Oh this is fantastic, if not a bit weird...
Having text before the image does appear to make the alt and aria-label tags work!
I also appear to need to actually download the pdf instead of try and use a screenreader on the preview in jsreports studio.
Though it doesn't detect the text which is strange.

I will look into this further, thank you so much Jan!

kyledgreen

Do you know if there is a limitation in pdfUtils around this functionality? I'm using pdfUtils to prepend a cover page that is an image. If I run the template for just the cover page it gets the accessibility tags, but when I run my main template and prepend the cover page template it doesn't seem to have tags.

Something like this: https://playground.jsreport.net/w/anon/lhK7cf6Z

Note: I cant seem to get the online playground to generate the tags in any scenario. It only works for me locally. Maybe due to the --export-tagged-pdf arg im still passing, or my version being 3.4.1 and the playground is version: 3.2.1 with jsreport version: 3.2.0.

jan_blaha

The pdf utils unfortunately don't keep the pdf tags. I've put it in the backlog
https://github.com/jsreport/jsreport/issues/894

I didn't read the spec for the pdf tags yet, so not sure how difficult it can be to implement.

kyledgreen

Does that mean any usage of pdfUtils will strip the tags? Its seems even if I embed my cover page template logic into my main template I still dont get the tags, is this because im using the pdfUtils to merge a header/footer template and/or a table of contents?
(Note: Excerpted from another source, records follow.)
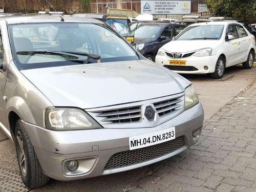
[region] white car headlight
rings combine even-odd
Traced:
[[[136,45],[136,50],[141,50],[144,48],[144,44]]]
[[[212,50],[211,48],[205,48],[200,49],[194,53],[194,55],[197,57],[204,57],[205,56],[211,55],[211,51]]]
[[[184,108],[186,110],[191,108],[199,102],[198,95],[195,88],[191,85],[185,90]]]
[[[166,55],[165,52],[163,49],[160,49],[157,53],[157,55],[164,56]]]
[[[77,108],[50,108],[46,110],[47,129],[55,131],[91,130],[102,128],[84,111]]]

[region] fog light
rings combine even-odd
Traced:
[[[68,169],[71,172],[74,172],[78,168],[78,162],[77,160],[72,160],[68,164]]]

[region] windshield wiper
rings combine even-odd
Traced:
[[[88,58],[83,63],[88,63],[91,59],[98,60],[98,62],[100,62],[99,60],[100,59],[100,56],[94,55],[92,54],[89,54],[87,53],[82,53],[82,52],[72,52],[72,51],[18,51],[16,54],[18,55],[35,55],[35,54],[43,54],[43,55],[60,55],[63,57],[67,56],[72,57],[72,59],[78,59],[79,57],[76,57],[73,55],[70,55],[69,54],[66,54],[65,53],[77,55],[86,56]]]
[[[218,39],[218,38],[216,37],[197,37],[197,38],[192,38],[191,39],[189,39],[188,40],[198,40],[198,39]]]

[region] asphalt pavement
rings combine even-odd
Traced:
[[[220,80],[184,75],[205,114],[196,145],[167,160],[129,172],[49,184],[32,191],[256,191],[256,67],[226,69]],[[0,191],[27,191],[12,142],[0,131]]]

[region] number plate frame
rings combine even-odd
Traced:
[[[170,141],[176,138],[175,127],[129,137],[130,150],[136,150]]]

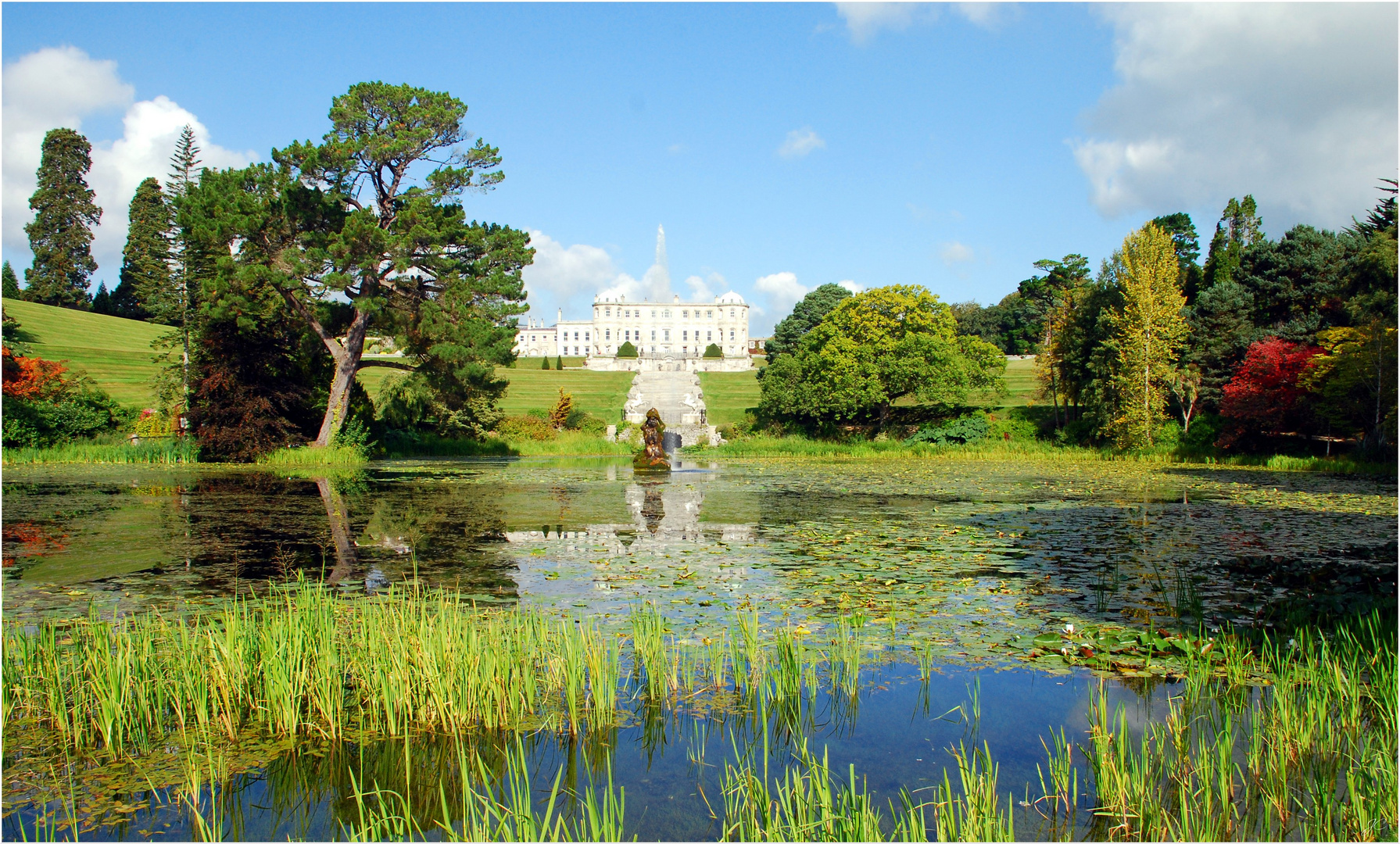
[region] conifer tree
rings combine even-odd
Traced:
[[[122,249],[122,281],[112,293],[118,316],[179,325],[185,297],[171,274],[171,207],[155,178],[136,188]]]
[[[24,227],[34,252],[34,266],[24,272],[25,293],[46,305],[85,308],[97,270],[92,227],[102,218],[84,179],[92,168],[92,144],[71,129],[52,129],[42,150],[38,189],[29,197],[34,221]]]
[[[1165,417],[1168,379],[1186,340],[1180,265],[1172,235],[1147,224],[1123,241],[1123,311],[1112,316],[1117,361],[1112,423],[1120,448],[1152,445]]]
[[[168,202],[179,211],[181,203],[189,192],[197,186],[199,174],[199,144],[195,143],[195,130],[188,123],[181,129],[175,141],[175,154],[171,155],[169,179],[165,182]],[[189,400],[189,344],[193,330],[195,294],[199,290],[199,273],[203,265],[203,255],[199,241],[193,237],[189,225],[178,225],[174,230],[169,260],[169,280],[165,284],[167,294],[160,304],[151,307],[155,300],[147,298],[147,308],[157,315],[157,319],[175,326],[181,344],[181,399],[182,405]]]
[[[7,260],[3,266],[0,266],[0,297],[17,300],[21,295],[22,291],[20,290],[20,277],[14,274],[14,267],[11,267]]]

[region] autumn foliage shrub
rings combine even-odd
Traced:
[[[57,361],[14,354],[6,346],[4,432],[7,448],[49,448],[118,427],[122,410],[85,378]]]
[[[1316,346],[1264,337],[1249,347],[1225,385],[1218,445],[1228,448],[1249,431],[1294,432],[1308,425],[1303,374],[1322,353]]]

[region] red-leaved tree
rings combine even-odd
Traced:
[[[1280,434],[1305,427],[1302,374],[1322,354],[1317,346],[1278,337],[1256,340],[1221,396],[1221,416],[1229,420],[1218,445],[1231,446],[1247,434]]]

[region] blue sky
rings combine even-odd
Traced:
[[[1274,237],[1336,228],[1396,171],[1393,4],[0,14],[4,256],[28,266],[42,130],[80,123],[109,287],[125,203],[164,175],[179,125],[197,122],[210,164],[266,160],[318,139],[330,98],[363,80],[469,105],[466,127],[500,147],[507,178],[469,196],[468,214],[535,232],[532,315],[549,321],[557,307],[582,315],[599,290],[734,288],[763,309],[756,333],[829,281],[990,304],[1032,262],[1098,263],[1155,214],[1190,211],[1208,239],[1224,202],[1249,192]]]

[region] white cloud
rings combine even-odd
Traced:
[[[690,300],[696,302],[713,300],[727,287],[724,276],[720,273],[710,273],[704,279],[700,276],[690,276],[686,279],[686,286],[690,288]]]
[[[953,266],[955,263],[966,263],[973,259],[972,248],[963,246],[958,241],[949,241],[944,244],[942,249],[938,251],[938,256],[944,259],[944,263]]]
[[[126,210],[136,186],[147,176],[164,179],[175,139],[186,123],[195,130],[204,167],[242,167],[256,153],[225,150],[209,140],[199,119],[167,97],[132,102],[134,90],[116,73],[116,63],[97,60],[77,48],[45,48],[4,69],[3,132],[3,242],[18,267],[29,263],[24,225],[34,218],[29,195],[39,147],[50,129],[81,132],[83,119],[126,106],[122,137],[92,141],[88,185],[102,209],[94,231],[92,256],[98,277],[115,287],[126,242]],[[92,140],[92,139],[88,139]]]
[[[822,140],[819,134],[812,132],[811,126],[804,126],[802,129],[794,129],[788,133],[787,140],[778,147],[778,155],[784,158],[801,158],[811,153],[812,150],[820,150],[826,147],[826,141]]]
[[[837,3],[836,13],[846,21],[851,41],[868,43],[881,29],[903,32],[916,24],[938,20],[942,4],[937,3]],[[995,29],[1009,14],[1016,14],[1012,3],[955,3],[952,10],[984,29]]]
[[[787,315],[792,305],[798,304],[808,294],[808,288],[798,284],[795,273],[773,273],[763,276],[753,283],[753,287],[764,295],[769,307],[764,314]]]
[[[1120,84],[1072,143],[1105,216],[1253,193],[1275,234],[1336,227],[1394,178],[1393,4],[1126,4]],[[1197,221],[1208,225],[1212,221]]]
[[[531,230],[529,245],[535,248],[535,260],[525,267],[521,277],[529,294],[536,316],[546,304],[567,308],[577,297],[591,297],[594,291],[612,284],[617,279],[612,256],[598,246],[574,244],[564,246],[547,234]]]

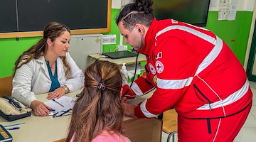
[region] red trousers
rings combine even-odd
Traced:
[[[191,119],[178,116],[178,142],[232,142],[250,113],[252,103],[242,111],[221,119]]]

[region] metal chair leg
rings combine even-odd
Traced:
[[[167,142],[170,141],[171,136],[173,136],[173,142],[174,142],[174,134],[176,133],[177,133],[177,131],[174,131],[174,132],[170,133],[167,137]]]

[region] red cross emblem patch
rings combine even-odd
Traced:
[[[156,69],[157,73],[161,73],[164,69],[164,64],[161,61],[157,60],[156,62]]]

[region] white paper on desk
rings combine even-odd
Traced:
[[[54,114],[60,111],[67,111],[68,109],[70,109],[73,107],[76,98],[73,98],[67,96],[62,96],[59,99],[55,99],[55,101],[61,104],[64,106],[63,107],[57,102],[55,102],[53,101],[53,99],[50,99],[45,103],[47,106],[49,106],[53,109],[55,109],[55,111],[54,112],[51,112],[49,115],[53,115]]]

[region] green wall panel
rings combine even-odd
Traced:
[[[119,32],[115,23],[115,18],[119,9],[112,9],[111,31],[105,35],[115,34],[117,43],[104,45],[103,52],[113,51],[119,42]],[[218,12],[210,11],[206,28],[215,33],[225,40],[238,58],[242,64],[244,63],[246,48],[249,37],[252,12],[237,11],[235,21],[218,21]],[[14,62],[18,57],[32,45],[35,44],[41,37],[0,39],[0,77],[11,75]],[[129,46],[129,49],[132,47]]]
[[[234,21],[218,21],[218,11],[210,11],[206,28],[223,39],[243,65],[252,12],[237,11]]]

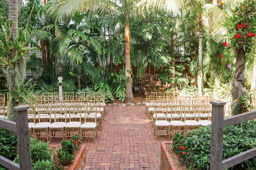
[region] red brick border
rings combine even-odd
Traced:
[[[70,170],[85,170],[86,168],[86,150],[85,144],[82,145],[73,162],[73,164],[69,168]]]
[[[161,162],[160,170],[177,170],[173,159],[166,147],[166,144],[172,143],[172,142],[161,142]]]

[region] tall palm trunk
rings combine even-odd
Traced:
[[[202,93],[202,15],[199,15],[199,44],[198,54],[198,72],[197,73],[197,86],[198,87],[198,93],[199,95]]]
[[[81,90],[81,80],[80,79],[80,63],[77,63],[77,81],[78,81],[78,88]]]
[[[127,12],[126,12],[126,18],[128,18]],[[127,100],[133,99],[132,89],[132,80],[131,75],[132,73],[131,69],[130,56],[130,25],[127,20],[125,23],[125,77],[126,78],[126,96],[125,99]],[[128,78],[128,79],[127,79]]]
[[[253,91],[255,88],[255,82],[256,81],[256,55],[254,57],[253,61],[253,75],[251,82],[251,91]]]
[[[173,32],[172,28],[171,28],[171,50],[172,50],[172,55],[173,57],[174,57],[174,45],[173,44]],[[173,67],[173,73],[172,74],[171,78],[173,80],[174,80],[175,78],[175,61],[174,59],[171,60],[171,66]],[[171,84],[171,87],[172,88],[175,88],[175,83],[172,83]]]
[[[13,40],[16,36],[18,35],[18,0],[9,0],[9,11],[8,18],[9,21],[11,21],[13,22],[13,25],[11,28],[11,39],[10,42],[11,45],[12,45]],[[10,56],[13,58],[15,56],[15,50],[14,49],[10,51]],[[18,60],[14,63],[15,70],[14,73],[11,74],[8,76],[9,76],[8,80],[8,88],[9,90],[12,90],[15,84],[15,73],[18,71]]]
[[[238,102],[235,101],[241,97],[247,94],[247,92],[243,88],[243,80],[244,78],[245,67],[245,52],[242,48],[237,49],[235,61],[235,76],[233,79],[233,87],[231,90],[233,101],[231,104],[232,115],[240,114],[245,112],[245,109],[242,104],[237,104],[234,108],[233,107]]]

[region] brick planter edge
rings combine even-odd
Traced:
[[[86,169],[86,150],[85,145],[82,145],[73,161],[69,170],[85,170]]]
[[[161,161],[160,170],[177,170],[173,159],[168,151],[166,145],[172,143],[172,142],[161,142]]]

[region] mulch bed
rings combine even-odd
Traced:
[[[176,167],[177,170],[186,170],[187,169],[187,167],[182,165],[179,159],[178,156],[176,154],[175,152],[173,150],[173,144],[167,144],[166,147],[168,149],[169,153],[171,155],[174,165]]]
[[[127,101],[125,100],[123,101],[122,102],[122,101],[118,100],[118,99],[116,98],[115,97],[115,100],[109,103],[116,103],[117,105],[118,105],[119,104],[123,103],[127,104],[128,102],[133,103],[134,104],[139,102],[141,105],[142,105],[142,102],[146,101],[146,96],[144,95],[144,92],[143,92],[140,91],[133,91],[133,100],[131,100]]]

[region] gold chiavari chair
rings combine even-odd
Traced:
[[[52,110],[53,113],[51,114],[50,122],[51,123],[53,120],[52,119],[53,119],[53,122],[48,126],[50,142],[51,141],[52,136],[53,138],[60,137],[62,138],[63,139],[65,139],[64,126],[66,124],[66,122],[61,121],[61,116],[63,112],[62,108],[59,106],[54,106],[52,107]],[[65,110],[64,112],[66,113]],[[57,130],[58,130],[58,132],[56,131]],[[57,136],[56,134],[60,135]]]
[[[146,92],[146,114],[148,113],[149,108],[152,107],[153,106],[152,101],[155,100],[155,92]],[[150,120],[149,115],[149,119]]]
[[[169,106],[171,108],[170,118],[169,118],[170,121],[171,128],[171,139],[173,138],[174,131],[183,131],[183,135],[186,135],[186,124],[182,121],[182,114],[181,110],[182,110],[182,106],[177,105],[170,105]],[[174,128],[178,128],[177,130],[175,130]],[[183,130],[181,130],[181,128],[183,128]],[[170,133],[171,132],[170,132]]]
[[[71,115],[70,115],[70,121],[67,122],[67,116],[68,113],[66,113],[66,118],[65,119],[65,122],[67,123],[65,125],[65,139],[66,139],[67,137],[71,137],[72,135],[71,134],[71,130],[72,129],[73,133],[78,134],[79,136],[80,136],[80,126],[81,125],[82,121],[81,118],[82,110],[81,109],[81,107],[77,108],[76,112],[78,115],[79,115],[79,118],[70,118]],[[77,121],[78,119],[79,121]]]
[[[156,134],[157,141],[158,135],[165,135],[168,136],[169,140],[170,140],[170,133],[171,123],[167,121],[167,108],[165,101],[154,101],[153,102],[154,113],[155,114],[155,130],[154,136]],[[158,114],[161,118],[159,118]],[[162,116],[165,116],[165,117],[162,117]],[[159,119],[160,119],[159,120]],[[160,130],[161,129],[164,128],[163,130]],[[159,130],[158,130],[158,129]],[[166,133],[165,134],[158,134],[158,131],[165,131]]]
[[[184,116],[184,122],[187,127],[187,132],[189,130],[189,128],[194,129],[200,127],[201,126],[201,124],[196,120],[197,114],[195,107],[191,107],[190,105],[184,105],[182,107],[183,108],[183,110],[184,113],[182,114],[182,116],[183,117],[183,115]],[[186,113],[189,113],[187,114]],[[190,115],[193,116],[190,116]],[[188,120],[188,119],[190,120]]]
[[[211,125],[211,121],[210,120],[211,113],[211,105],[205,105],[197,106],[198,114],[198,122],[202,126],[206,126]],[[200,120],[201,117],[202,120]],[[203,119],[204,120],[202,120]]]
[[[46,118],[48,116],[50,116],[51,109],[49,109],[48,107],[42,107],[38,108],[38,114],[34,117],[34,123],[35,124],[32,126],[31,128],[33,130],[33,136],[34,138],[46,137],[41,136],[41,134],[45,134],[47,142],[48,141],[49,132],[48,127],[51,124],[50,122],[45,121]],[[41,113],[42,112],[44,113]],[[48,116],[44,115],[43,114],[46,114]],[[36,119],[38,121],[38,123],[36,123]],[[42,132],[42,131],[44,130],[44,132]],[[37,136],[36,136],[36,135]]]
[[[88,101],[88,103],[93,104],[87,107],[87,111],[85,111],[85,122],[80,126],[80,133],[82,137],[92,138],[93,139],[93,143],[95,143],[95,135],[98,137],[97,131],[97,115],[100,114],[100,108],[101,103],[100,100],[96,100]],[[99,103],[98,104],[97,103]],[[95,110],[95,111],[93,111]],[[86,113],[85,112],[87,113]],[[87,113],[87,114],[86,114]],[[88,120],[87,121],[87,120]],[[90,121],[90,122],[88,121]],[[92,133],[90,133],[90,130],[92,130]],[[88,132],[87,132],[88,131]],[[87,134],[92,134],[93,136],[88,136]]]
Do you have an eta of when the team will be getting around to this functionality, is it high on the roadmap?

jan_blaha

Does that mean any usage of pdfUtils will strip the tags? Its seems even if I embed my cover page template logic into my main template I still dont get the tags, is this because im using the pdfUtils to merge a header/footer template and/or a table of contents?

Yes

Do you have an eta of when the team will be getting around to this functionality, is it high on the roadmap?

Not yet, unfortunately, we need to analyze how complex it will be to merge the tags from multiple pdfs the first.

kyledgreen

I've been looking into working around this problem using css but it appears what I'm using is not recognized by jsreports or maybe chromium yet.
Can you confirm that I cannot use css like below to create header/footer and page numbers?

        @page {
            size: A4;
            margin: 2cm;
            
            @bottom-right-corner { 
                content: "Page " counter(page); 
                border: solid green; 
            }

            @top-center {
                font-size: 16px;
                content: "Page title that could be dynamically created";
            }
        }

reference: https://www.w3.org/TR/css-page-3/#populating-margin-boxes

kyledgreen

I dug a bit more and can confirm chromium does not support these yet.

jan_blaha

Yes, this isn't supported in chromium as far as I know.

Not sure how is your header complicated, won't the chrome-pdf native header work for you?
https://jsreport.net/learn/chrome-pdf#native-headers-and-footers

kyledgreen

We are creating a directory, and the section title is placed in the header along with the first and last subsection header something like:
"First subsection on page" <------> "Section title" <-----> "Last subsection on page"
There is also disclaimer content and page number in the footer.

We need some of the newer experimental features of css like "position: running(key)", "content: element(key)", "content: counter(page)", and "@page" media. I'm looking into Paged.js which appears to support these.